RESULTS: The foam rolling group had a statistically significant increase in sit-and-reach distance from pre- to post-testing, which was also statistically greater than the change in the control group. It was reported anecdotally that the foam rolling group felt more flexible and felt like they could jump higher at the conclusion of the study. In addition, foam rolling did not negatively affect athletic performance, as measured by agility or vertical jump height.

While the study also compared results of knee range of motion, vertical jump and time of a simple running test (T-test), neither group showed significant changes. Results from ankle range of motion were inconclusive, as both groups had statistically significant improvements in ankle range of motion over the course of the study.

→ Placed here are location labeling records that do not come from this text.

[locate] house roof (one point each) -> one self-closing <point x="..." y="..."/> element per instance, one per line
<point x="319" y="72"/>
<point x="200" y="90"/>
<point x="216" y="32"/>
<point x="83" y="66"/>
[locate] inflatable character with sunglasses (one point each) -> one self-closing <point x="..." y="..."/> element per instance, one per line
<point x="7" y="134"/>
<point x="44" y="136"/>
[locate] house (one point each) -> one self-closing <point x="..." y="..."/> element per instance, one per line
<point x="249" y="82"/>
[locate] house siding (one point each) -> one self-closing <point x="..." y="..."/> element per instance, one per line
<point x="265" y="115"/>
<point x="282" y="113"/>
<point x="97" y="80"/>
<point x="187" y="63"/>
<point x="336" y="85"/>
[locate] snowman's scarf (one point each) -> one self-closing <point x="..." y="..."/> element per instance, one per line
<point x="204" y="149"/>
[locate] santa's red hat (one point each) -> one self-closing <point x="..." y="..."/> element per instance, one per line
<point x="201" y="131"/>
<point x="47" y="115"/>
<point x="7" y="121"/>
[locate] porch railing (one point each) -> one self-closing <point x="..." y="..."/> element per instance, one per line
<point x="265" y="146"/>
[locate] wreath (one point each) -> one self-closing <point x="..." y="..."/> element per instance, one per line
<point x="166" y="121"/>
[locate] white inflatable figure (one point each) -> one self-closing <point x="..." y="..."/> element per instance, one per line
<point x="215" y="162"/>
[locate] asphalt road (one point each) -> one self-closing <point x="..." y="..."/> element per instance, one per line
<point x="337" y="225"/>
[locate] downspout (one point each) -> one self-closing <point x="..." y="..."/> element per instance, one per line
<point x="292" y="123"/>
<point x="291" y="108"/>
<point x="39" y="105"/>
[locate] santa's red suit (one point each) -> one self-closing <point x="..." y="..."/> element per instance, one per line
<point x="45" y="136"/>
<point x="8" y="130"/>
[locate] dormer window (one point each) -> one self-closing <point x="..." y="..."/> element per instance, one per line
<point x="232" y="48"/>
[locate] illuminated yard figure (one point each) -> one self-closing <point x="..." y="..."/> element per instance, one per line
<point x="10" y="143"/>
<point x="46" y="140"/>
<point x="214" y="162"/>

BOTTOM LINE: This research found that for the participants in this study, foam rolling as a form of self-myofascial release significantly improved flexibility and did not negatively affect athletic performance. For personal trainers, foam rolling may be a solid practice to incorporate before and after workout sessions to improve a client’s overall athletic performance and flexibility overtime.

QUOTE: “Foam rolling allowed study participants to increase flexibility and feel more mobile, without any negative impact on agility or vertical jump performance,” said Cedric X. Bryant, PhD, president and chief science officer for American Council on Exercise. “This has important implications because unlike static stretching before a workout which is associated with a decrease in measures of physical performance, pre-workout foam rolling appears to reduce muscle tightness while not impairing subsequent physical performance.”

Additional Details and Contact

Organization: American Council on Exercise

Research partners: John P. Porcari, PhD, University of Wisconsin–La Crosse

Interviews available: To coordinate interviews with ACE experts and scientists, contact Shannon@gomixte.com

Link to study: Foam Rolling Study

About American Council on Exercise

The American Council on Exercise is a nonprofit organization with global reach that works to improve physical-activity levels by certifying exercise professionals and health coaches, publishing original research, convening experts on physical activity health, working directly with community groups, and advocating for policies to get people from all walks of life moving. The 90,000 exercise professionals and health coaches certified by ACE are among the most respected in the world of fitness, helping people embrace physical activity and adopt healthier lifestyles. For more information, call 800-825-3636 or visit ACEfitness.org. AMERICAN COUNCIL ON EXERCISE, ACE and ACE logos are Registered Trademarks of the American Council on Exercise.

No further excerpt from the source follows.